I'm pretty confident that the issue is not with my audio reciever as it doesn't have this problem on any other source, and I can fix it from within the Tivo itself.

I noticed this after the last update a few days ago. Anyone else see something like this? Tivo chat support hadn't heard of it.


----------



## NorthAlabama (Apr 19, 2012)

i have experienced this twice, both times during awards shows, and only with singing performances - vocals would drop from the center channel a fraction of a second into the vocals, and would return when the singing stopped.

i chalked it up to faulty production equipment settings or bad live surround mixing by the technician for both shows, and switched the audio on my avr to multi-channel stereo.


----------



## Hubb1e (Oct 3, 2014)

Multi channel stereo on the AVR doesn't work because it drops the whole audio channel before processing, so you might be able to hear a little more, but the majority of the dialog is mapped to the center channel so I'll notice the dialog gets very very faint even in stereo mode. It's happening in the Tivo processing and not in the AVR.


----------



## NorthAlabama (Apr 19, 2012)

you're right, switching the avr is not a solution, simply a workaround to level the sound, and prevent alternating loud blasts of vocals followed by faint trickles. i never imagined it was a tivo issue since it's happened so rarely for me.


----------



## Hubb1e (Oct 3, 2014)

An update for anyone who sees this problem:

So I was able to get around the issue of no dialog by switching the Tivo to output PCM audio vs Dolby. It's only 2 channel, but at least it works for now. I haven't had the problem come back with PCM.
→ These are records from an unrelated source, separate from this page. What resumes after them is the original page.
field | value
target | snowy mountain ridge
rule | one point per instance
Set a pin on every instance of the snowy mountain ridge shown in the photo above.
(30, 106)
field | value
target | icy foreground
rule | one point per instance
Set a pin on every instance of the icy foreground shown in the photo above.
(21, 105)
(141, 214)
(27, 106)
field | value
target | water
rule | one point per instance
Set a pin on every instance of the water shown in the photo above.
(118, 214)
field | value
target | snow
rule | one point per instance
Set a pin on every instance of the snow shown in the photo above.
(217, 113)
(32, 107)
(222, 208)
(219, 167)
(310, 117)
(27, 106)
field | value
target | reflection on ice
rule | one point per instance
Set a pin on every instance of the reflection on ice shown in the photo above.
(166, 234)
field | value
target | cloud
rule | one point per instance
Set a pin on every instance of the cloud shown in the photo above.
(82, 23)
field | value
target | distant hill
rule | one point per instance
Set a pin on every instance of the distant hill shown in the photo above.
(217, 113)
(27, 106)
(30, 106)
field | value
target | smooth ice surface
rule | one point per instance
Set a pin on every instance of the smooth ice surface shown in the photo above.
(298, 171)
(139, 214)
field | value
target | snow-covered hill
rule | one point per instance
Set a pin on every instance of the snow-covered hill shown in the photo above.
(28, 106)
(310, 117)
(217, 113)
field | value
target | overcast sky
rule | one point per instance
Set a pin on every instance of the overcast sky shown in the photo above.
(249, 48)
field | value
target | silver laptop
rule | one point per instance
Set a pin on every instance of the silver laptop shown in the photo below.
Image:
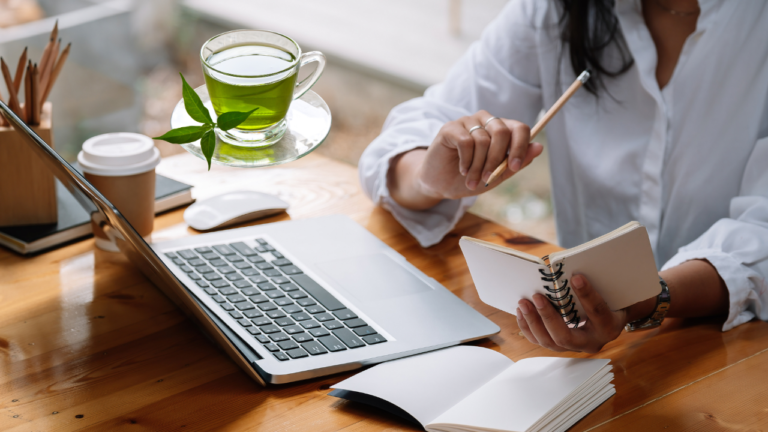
(289, 300)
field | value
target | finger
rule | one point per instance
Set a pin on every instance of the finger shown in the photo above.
(458, 137)
(558, 330)
(524, 327)
(521, 137)
(481, 142)
(500, 142)
(539, 331)
(592, 302)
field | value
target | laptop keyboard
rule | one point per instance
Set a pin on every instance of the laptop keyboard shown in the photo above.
(290, 314)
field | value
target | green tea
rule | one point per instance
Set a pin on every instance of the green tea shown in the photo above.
(255, 86)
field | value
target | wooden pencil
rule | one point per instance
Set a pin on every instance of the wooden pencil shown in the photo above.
(35, 96)
(13, 98)
(20, 71)
(56, 70)
(580, 80)
(28, 93)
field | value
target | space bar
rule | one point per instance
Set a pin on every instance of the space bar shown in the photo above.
(319, 293)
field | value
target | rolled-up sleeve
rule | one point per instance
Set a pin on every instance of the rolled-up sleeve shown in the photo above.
(499, 73)
(738, 246)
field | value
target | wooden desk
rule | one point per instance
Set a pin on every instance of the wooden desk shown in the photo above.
(87, 343)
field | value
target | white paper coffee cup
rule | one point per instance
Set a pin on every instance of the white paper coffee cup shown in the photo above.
(122, 167)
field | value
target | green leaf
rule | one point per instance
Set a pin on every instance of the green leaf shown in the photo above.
(193, 104)
(185, 134)
(208, 144)
(232, 119)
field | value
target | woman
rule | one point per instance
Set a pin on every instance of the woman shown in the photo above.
(672, 131)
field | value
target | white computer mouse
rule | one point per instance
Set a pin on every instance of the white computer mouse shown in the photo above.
(232, 208)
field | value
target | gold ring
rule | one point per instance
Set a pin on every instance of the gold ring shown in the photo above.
(474, 128)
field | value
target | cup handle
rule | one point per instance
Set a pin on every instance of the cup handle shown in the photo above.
(304, 85)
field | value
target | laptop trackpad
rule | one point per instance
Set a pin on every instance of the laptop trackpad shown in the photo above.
(373, 277)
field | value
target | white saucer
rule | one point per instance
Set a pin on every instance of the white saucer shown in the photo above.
(309, 121)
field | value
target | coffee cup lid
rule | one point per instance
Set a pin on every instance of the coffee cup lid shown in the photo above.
(118, 154)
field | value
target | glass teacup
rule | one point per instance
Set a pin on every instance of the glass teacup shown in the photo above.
(247, 69)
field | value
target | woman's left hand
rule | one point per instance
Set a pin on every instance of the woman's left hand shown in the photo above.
(542, 324)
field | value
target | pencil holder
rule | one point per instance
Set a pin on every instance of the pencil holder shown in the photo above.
(27, 186)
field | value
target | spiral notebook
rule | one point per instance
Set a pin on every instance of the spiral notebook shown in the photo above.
(619, 265)
(468, 388)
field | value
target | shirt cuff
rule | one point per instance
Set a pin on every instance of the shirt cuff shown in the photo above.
(731, 271)
(427, 226)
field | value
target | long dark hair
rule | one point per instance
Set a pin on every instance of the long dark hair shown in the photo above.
(589, 28)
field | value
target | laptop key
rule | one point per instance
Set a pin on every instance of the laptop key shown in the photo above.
(262, 321)
(349, 339)
(306, 302)
(224, 250)
(309, 324)
(319, 332)
(278, 337)
(291, 309)
(186, 254)
(249, 291)
(242, 248)
(314, 348)
(318, 292)
(345, 314)
(269, 329)
(354, 323)
(253, 313)
(332, 325)
(297, 353)
(268, 306)
(364, 331)
(283, 302)
(259, 298)
(288, 345)
(374, 339)
(235, 298)
(220, 283)
(331, 343)
(285, 321)
(294, 329)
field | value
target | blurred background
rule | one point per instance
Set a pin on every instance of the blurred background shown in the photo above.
(122, 72)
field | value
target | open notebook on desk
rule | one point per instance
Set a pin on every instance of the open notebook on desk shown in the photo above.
(469, 388)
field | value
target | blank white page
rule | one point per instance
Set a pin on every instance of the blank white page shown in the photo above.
(428, 384)
(518, 397)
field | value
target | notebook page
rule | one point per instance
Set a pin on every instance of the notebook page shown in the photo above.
(501, 279)
(517, 398)
(428, 384)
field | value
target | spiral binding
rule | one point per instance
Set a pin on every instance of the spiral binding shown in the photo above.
(560, 296)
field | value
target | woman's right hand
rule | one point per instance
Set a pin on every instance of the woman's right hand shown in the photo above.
(457, 164)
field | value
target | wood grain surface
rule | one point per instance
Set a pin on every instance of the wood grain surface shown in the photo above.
(87, 343)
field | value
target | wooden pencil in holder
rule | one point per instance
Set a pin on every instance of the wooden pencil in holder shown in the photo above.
(27, 186)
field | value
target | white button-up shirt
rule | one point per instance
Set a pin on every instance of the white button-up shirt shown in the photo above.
(689, 161)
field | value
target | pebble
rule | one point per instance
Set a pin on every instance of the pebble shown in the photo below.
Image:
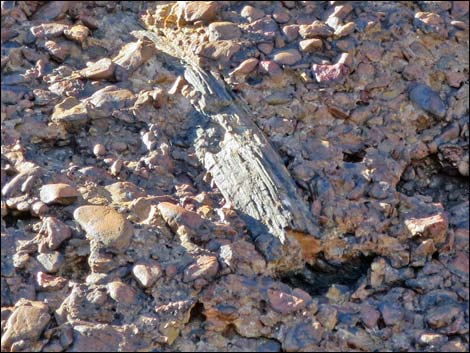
(122, 293)
(251, 13)
(103, 69)
(245, 67)
(206, 267)
(63, 194)
(106, 226)
(99, 150)
(51, 261)
(310, 45)
(287, 57)
(316, 29)
(26, 323)
(147, 273)
(58, 51)
(77, 33)
(427, 99)
(56, 233)
(434, 227)
(223, 31)
(201, 11)
(285, 303)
I was also able to fiddle with the Tivo while it had lost the center channel. When I'm missing the center channel audio, I can make the center channel audio come back whenever I enter an OLD standard def Tivo menu. Once you enter the menu and click around a few times, the Tivo beep comes back and my audio is fixed for a few minutes. So this issue is with how Tivo has implemented the DD audio output and is probably a bug having to do with muxing the Tivo beeps under DD audio.


----------



## XIBM (Mar 9, 2013)

What audio output are you using? - HDMI - optical etc,


----------



## Hubb1e (Oct 3, 2014)

Hdmi

Update 2: PCM didn't fix it. It worked for awhile and then broke again. I'm switching to Optical. Thanks for the idea.


----------



## NorthAlabama (Apr 19, 2012)

XIBM said:


> What audio output are you using? - HDMI - optical etc,


i've experienced the issue with both hdmi and optical, specifically the lead vocal track. it happens intermittently, and only with songs (not spoken dialog).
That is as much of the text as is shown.